Gary Zed’s Philanthropic To-Do List for the Holidays And Beyond
- Launch of 25 Days of Christmas campaign for the Shepherds of Good Hope, involving Zed’s donation of $1,000 a day while successfully issuing a challenge for others to match the funds.
- Purchase of $10,000 worth of gift certificates for Gabriel Pizza to be included in the holiday food hampers distributed to kids at the Boys and Girls of Ottawa.
- Purchase and delivery of more than $2,000 worth of food from La Bottega to the Shepherds of Good Hope.
- Purchase and delivery of 100 breakfast meals from Zak’s Diner to residents of the Shepherds of Good Hope’s supportive housing program in Kanata.
- Purchase and delivery of 300 sandwich wraps from Tasha’s Fine Foods to the Shepherds of Good Hope.
- Purchase of 100 gift cards, worth $100 each, from 10 restaurants to be given away, in a draw, to frontline workers at The Ottawa Hospital.
- Purchase of 200 gift cards from Morning Owl Coffeehouse on Laurier Avenue to be given as gifts on Christmas Day for men who rely on The Ottawa Mission for shelter.
- Purchase of 150 pairs of long underwear from Bentons Menswear for clients of The Ottawa Mission and Shepherds of Good Hope.
- Virtual concert by Dave Kalil, “Ottawa’s Piano Man”, in support of Shepherds of Good Hope with Zed matching five times the tip jar.

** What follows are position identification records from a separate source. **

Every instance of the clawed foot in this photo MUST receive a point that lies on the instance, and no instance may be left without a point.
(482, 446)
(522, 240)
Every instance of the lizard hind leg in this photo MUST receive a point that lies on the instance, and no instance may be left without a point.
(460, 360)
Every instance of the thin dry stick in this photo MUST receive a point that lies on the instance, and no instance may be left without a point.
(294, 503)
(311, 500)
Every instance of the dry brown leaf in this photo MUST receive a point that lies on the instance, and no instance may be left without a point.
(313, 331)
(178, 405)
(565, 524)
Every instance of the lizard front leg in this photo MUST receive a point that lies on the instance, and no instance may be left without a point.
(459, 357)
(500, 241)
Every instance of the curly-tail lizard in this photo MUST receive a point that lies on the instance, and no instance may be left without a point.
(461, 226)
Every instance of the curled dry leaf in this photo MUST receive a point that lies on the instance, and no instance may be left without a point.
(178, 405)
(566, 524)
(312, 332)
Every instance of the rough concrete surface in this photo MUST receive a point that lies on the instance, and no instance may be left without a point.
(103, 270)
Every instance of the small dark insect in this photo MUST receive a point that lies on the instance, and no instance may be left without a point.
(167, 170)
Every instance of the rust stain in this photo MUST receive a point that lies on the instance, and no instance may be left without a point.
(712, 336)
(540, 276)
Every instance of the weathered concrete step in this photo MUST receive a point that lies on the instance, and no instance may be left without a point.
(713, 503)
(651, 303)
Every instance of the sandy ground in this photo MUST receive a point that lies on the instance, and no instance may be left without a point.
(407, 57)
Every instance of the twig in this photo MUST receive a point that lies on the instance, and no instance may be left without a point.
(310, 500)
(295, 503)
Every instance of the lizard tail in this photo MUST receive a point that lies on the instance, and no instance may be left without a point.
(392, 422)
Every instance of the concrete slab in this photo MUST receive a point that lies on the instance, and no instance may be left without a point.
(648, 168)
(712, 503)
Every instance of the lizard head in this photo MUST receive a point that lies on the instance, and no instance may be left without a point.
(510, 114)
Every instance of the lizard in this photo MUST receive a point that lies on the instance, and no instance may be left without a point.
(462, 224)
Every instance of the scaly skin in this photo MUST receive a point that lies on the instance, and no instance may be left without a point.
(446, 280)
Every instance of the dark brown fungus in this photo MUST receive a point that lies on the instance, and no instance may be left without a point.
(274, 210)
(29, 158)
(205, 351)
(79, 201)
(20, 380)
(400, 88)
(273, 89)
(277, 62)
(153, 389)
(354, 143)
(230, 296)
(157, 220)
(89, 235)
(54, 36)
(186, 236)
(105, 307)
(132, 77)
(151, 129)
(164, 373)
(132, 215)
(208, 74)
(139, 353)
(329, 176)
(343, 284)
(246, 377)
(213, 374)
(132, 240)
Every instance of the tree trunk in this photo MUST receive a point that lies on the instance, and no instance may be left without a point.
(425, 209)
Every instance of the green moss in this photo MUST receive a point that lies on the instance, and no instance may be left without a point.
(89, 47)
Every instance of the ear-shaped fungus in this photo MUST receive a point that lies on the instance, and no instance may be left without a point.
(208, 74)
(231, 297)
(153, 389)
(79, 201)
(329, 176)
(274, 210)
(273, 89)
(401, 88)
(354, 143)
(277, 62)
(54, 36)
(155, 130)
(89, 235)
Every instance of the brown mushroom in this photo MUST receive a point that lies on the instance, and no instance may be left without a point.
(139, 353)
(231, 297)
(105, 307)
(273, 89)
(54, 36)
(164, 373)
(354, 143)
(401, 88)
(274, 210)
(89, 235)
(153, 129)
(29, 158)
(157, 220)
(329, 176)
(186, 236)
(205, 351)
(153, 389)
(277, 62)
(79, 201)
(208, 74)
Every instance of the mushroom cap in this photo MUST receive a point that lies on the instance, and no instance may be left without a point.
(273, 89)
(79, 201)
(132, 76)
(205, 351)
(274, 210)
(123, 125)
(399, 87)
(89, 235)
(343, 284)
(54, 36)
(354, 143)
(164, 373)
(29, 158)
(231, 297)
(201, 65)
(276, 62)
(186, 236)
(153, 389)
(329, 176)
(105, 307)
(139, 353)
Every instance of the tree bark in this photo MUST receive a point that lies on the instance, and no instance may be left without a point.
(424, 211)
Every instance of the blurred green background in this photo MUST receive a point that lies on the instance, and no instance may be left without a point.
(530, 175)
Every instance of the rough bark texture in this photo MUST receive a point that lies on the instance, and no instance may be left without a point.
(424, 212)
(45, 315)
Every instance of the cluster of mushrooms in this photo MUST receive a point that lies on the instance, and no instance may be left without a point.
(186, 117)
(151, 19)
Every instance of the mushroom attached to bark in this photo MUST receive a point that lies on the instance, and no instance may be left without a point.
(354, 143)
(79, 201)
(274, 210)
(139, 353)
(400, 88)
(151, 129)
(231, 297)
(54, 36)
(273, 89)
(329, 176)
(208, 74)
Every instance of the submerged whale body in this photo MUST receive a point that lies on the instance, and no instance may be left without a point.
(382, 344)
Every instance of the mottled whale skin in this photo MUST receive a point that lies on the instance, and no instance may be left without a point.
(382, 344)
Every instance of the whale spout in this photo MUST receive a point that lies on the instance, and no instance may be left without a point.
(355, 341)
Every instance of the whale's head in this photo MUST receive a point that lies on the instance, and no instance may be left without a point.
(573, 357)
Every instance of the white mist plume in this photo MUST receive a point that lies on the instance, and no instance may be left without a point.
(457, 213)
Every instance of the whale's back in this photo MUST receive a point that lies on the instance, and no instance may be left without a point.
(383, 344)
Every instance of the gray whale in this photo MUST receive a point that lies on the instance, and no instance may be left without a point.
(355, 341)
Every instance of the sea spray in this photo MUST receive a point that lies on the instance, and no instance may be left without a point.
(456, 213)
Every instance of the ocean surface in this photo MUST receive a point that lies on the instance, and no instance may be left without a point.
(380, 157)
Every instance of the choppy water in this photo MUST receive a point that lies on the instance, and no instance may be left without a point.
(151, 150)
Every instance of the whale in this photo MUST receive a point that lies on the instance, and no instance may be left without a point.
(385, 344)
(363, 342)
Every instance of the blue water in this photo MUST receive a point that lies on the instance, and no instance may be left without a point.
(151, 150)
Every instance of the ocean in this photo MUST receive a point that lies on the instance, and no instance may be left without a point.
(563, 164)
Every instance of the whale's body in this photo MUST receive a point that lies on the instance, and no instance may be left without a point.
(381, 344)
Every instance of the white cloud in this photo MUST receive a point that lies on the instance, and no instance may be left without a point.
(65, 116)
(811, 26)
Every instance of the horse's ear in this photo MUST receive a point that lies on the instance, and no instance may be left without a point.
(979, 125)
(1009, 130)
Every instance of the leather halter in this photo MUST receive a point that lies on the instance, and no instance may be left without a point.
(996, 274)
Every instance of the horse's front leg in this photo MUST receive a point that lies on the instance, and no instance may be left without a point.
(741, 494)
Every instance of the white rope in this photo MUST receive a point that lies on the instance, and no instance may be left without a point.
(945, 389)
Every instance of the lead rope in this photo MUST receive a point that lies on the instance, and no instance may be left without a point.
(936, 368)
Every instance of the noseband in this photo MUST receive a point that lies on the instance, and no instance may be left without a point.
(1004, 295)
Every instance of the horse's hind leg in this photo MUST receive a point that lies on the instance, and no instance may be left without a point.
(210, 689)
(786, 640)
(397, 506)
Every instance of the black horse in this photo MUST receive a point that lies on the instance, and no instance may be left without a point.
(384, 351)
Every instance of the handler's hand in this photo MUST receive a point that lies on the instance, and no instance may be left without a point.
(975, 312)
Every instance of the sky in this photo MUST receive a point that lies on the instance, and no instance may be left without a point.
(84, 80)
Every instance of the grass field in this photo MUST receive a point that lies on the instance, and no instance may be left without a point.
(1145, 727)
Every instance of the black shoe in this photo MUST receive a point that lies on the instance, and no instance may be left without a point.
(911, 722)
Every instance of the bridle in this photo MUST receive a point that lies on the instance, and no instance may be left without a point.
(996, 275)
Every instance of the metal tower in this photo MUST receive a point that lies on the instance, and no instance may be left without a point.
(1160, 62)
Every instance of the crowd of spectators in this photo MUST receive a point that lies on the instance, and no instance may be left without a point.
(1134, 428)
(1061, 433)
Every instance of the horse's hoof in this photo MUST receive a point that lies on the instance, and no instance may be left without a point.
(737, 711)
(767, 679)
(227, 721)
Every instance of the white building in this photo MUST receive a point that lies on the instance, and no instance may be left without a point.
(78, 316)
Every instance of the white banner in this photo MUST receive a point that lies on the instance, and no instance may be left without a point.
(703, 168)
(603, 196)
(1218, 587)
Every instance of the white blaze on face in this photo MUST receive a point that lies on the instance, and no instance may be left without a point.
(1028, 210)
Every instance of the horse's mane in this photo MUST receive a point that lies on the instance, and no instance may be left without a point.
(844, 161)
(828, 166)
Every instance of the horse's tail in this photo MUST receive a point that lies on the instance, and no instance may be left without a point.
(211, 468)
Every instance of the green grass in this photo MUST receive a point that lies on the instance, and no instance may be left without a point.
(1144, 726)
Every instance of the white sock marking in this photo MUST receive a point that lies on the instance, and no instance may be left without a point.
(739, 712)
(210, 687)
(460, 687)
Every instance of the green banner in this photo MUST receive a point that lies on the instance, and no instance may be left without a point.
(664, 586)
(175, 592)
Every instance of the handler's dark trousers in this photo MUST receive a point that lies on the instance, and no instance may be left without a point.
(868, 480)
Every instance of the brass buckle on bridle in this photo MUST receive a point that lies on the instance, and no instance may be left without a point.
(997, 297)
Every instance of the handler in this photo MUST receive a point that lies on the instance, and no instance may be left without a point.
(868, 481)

- Host a “Summer Festivus” BBQ at The Ottawa Mission for men living at its shelter and for clients of its community meal program.
- Purchase and deliver 250 turkey dinners to the Shepherds of Good Hope, on Christmas Eve, for the men and women at the shelters. The meals are being prepared by the Infinity Convention Centre.
- Purchase of winter boots from outdoor equipment store Bushtukah for homeless men who arrive at The Ottawa Mission without proper clothing or footwear.
- Fifty pizzas from Colonnade Pizza to be delivered to The Ottawa Mission.
- Provide a week’s worth of hot meals in January with award-winning chef and philanthropist Joe Thottungal, owner of Coconut Lagoon and Thali restaurants. The food will be delivered from The Ottawa Mission’s food truck, which has been visiting 13 locations across the city, serving more than 2,000 meals a week to people who’d otherwise go hungry.